Give the Data to the People
LAST week, Johnson & Johnson announced that it was making all of its clinical trial data available to scientists around the world. It has hired my group, Yale UniversityOpen Data Access Project, or YODA, to fully oversee the release of the data. Everything in the company’s clinical research vaults, including unpublished raw data, will be available for independent review.
This is an extraordinary donation to society, and a reversal of the industry’s traditional tendency to treat data as an asset that would lose value if exposed to public scrutiny.
Today, more than half of the clinical trials in the United States, including many sponsored by academic and governmental institutions, are not published within two years of their completion. Often they are never published at all. The unreported results, not surprisingly, are often those in which a drug failed to perform better than a placebo. As a result, evidence-based medicine is, at best, based on only some of the evidence. One of the most troubling implications is that full information on a drug’s effects may never be discovered or released.

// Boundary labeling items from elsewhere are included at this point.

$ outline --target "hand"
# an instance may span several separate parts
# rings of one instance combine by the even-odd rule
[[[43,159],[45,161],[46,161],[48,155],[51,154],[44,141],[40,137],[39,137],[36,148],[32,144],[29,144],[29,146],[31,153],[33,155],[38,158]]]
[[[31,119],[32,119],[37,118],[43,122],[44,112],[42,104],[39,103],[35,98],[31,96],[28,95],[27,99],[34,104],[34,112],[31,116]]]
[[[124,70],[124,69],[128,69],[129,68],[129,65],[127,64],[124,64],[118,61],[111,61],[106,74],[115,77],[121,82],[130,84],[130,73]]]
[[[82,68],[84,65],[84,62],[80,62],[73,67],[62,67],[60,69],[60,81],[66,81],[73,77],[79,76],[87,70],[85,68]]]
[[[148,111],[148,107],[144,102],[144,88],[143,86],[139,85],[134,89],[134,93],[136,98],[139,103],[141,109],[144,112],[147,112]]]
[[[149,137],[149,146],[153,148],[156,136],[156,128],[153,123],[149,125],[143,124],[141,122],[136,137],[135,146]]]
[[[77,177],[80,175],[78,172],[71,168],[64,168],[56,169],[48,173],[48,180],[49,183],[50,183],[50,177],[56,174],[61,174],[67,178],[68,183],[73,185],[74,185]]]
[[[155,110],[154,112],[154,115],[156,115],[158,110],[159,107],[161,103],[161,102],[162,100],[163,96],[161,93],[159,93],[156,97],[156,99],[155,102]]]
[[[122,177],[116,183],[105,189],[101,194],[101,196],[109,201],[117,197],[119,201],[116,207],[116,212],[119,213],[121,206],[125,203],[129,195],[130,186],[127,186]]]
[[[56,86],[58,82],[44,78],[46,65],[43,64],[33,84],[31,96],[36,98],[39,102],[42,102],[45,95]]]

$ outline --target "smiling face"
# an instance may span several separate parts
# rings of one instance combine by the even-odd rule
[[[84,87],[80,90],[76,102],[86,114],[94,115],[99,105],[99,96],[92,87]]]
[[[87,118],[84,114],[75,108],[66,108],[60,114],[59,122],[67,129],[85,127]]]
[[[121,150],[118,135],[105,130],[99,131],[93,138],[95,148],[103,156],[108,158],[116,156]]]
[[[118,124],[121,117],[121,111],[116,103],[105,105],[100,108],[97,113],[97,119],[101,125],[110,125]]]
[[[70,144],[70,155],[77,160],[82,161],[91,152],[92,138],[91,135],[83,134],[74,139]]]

Even when studies are published, the actual data are usually not made available. End users of research — patients, doctors and policy makers — are implicitly told by a single group of researchers to “take our word for it.” They are often forced to accept the report without the prospect of other independent scientists’ reproducing the findings — a violation of a central tenet of the scientific method.
To be fair, the decision to share data is not easy. Companies worry that their competitors will benefit, that lawyers will take advantage, that incompetent scientists will misconstrue the data and come to mistaken conclusions. Researchers feel ownership of the data and may be reluctant to have others use it. So Johnson & Johnson, as well as companies like GlaxoSmithKline and Medtronicthat have made more cautious moves toward transparency, deserve much credit. The more we share data, however, the more we find that many of these problems fail to materialize.
In 2011, YODA struck a deal with Medtronic to release all the data on one of its products — a device that stimulates the production of bone. At the time, questions had been raised about the device’s safety, including whether it caused cancer, and about the conflicts of interests of some of the company’s researchers. Medtronic made the unusual decision to respond to the debate by releasing the device’s data for independent review. We commissioned and then published two independent reviews of the data, and now have made them globally available.
Interestingly, the reviews produced somewhat conflicting results. One found that the device was no better than a bone graft and might be associated with a slight increase in cancer, while the other found that the device was effective and the cancer risk inconclusive. To us these differences reinforce the value of open science: now the data are out there for further study.
This program doesn’t mean that just anyone can gain access to the data without disclosing how they intend to use it. We require those who want the data to submit a proposal and identify their research team, funding and any conflicts of interest. They have to complete a short course on responsible conduct and sign an agreement that restricts them to their proposed research question. Most important, they must agree to share whatever they find. And we exclude applicants who seek data for commercial or legal purposes. Our intent is not to be tough gatekeepers, but to ensure that the data are used in a transparent way and contribute to overall scientific knowledge.
There are many benefits to this kind of sharing. It honors the contributions of the subjects and scientists who participated in the research. It is proof that an organization, whether it is part of industry or academia, wants to play a role as a good global citizen. It demonstrates that the organization has nothing to hide. And it enables scientists to use the data to learn new ways to help patients. Such an approach can even teach a company like Johnson & Johnson something it didn’t know about its own products.
For the good of society, this is a breakthrough that should be replicated throughout the research world.